Private healthcare services supplement standard healthcare services due under the insurance in the National Health Fund. Using these services involves paying an additional premium to the entity within which the agreement is to be concluded. Private healthcare services are related to private health insurance (policies) and prepaid medical plans.

Private health insurance

Such services are offered by insurers (financial institutions subject to supervision of the Polish Financial Supervision Authority). It usually involves the insurer covering costs of healthcare services in the case of certain events (illness or accident), although other options are available, in exchange for the certain premium.

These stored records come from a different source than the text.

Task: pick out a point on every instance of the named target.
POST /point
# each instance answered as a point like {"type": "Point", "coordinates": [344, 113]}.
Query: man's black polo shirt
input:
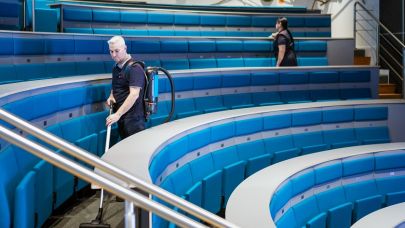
{"type": "Point", "coordinates": [121, 84]}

The policy can include access to outpatient services (e.g. consultations with specialist physicians or diagnostic tests), payment of one-off benefits (usually based on receipts presented) in the case of illness or accident, and hospital treatment (including reimbursement of costs of a patient remaining in hospital).
The premium is usually paid on a monthly basis, and its amount depends primarily on the cover range. The insurer usually cooperates with various providers of healthcare services. A patient may also use services of any provider of healthcare services and then, based on a receipt presented, the insurer reimburses costs of services.

Before making the decision on purchasing the policy, it is necessary to read the insurance agreement and General Terms and Conditions of Insurance. These documents describe in detail the scope of guaranteed services, including a full list of specialist, treatment procedures and providers of healthcare services, as well as guaranteed timing of obtaining access to a specialist or undergoing a treatment procedure.
The agreement with the insurer is usually concluded for one year, with an option to automatically extend it for subsequent years.

Private health insurance offered by Polish companies meets the requirements of the Act of 12 December 2013 on foreigners with respect to necessary insurance.
Health insurance, necessary to obtain Schengen visa (Type C), has to be binding on the territory of all Member States and has to cover the whole period of stay or transit by the particular person. Minimum amount insured is EUR 30,000.

Prepaid medical plans

They are offered by specialised companies, usually private providers of healthcare services.
The payment for healthcare services is made in form of a lump-sum fee. Prepaid medical plans often involve limits for certain services, and thus, after exceeding the limit, a patient has to incur additional costs.
Prepaid medical plans are popular especially among employers, who acquire them for their employees. However, they are also offered on an individual basis, for a single person and in form of family packages.
Prepaid medical plans allow using the services provided only by the chain for which the prepaid medical plan was purchased (or partnership facilities that concluded agreements with such chain).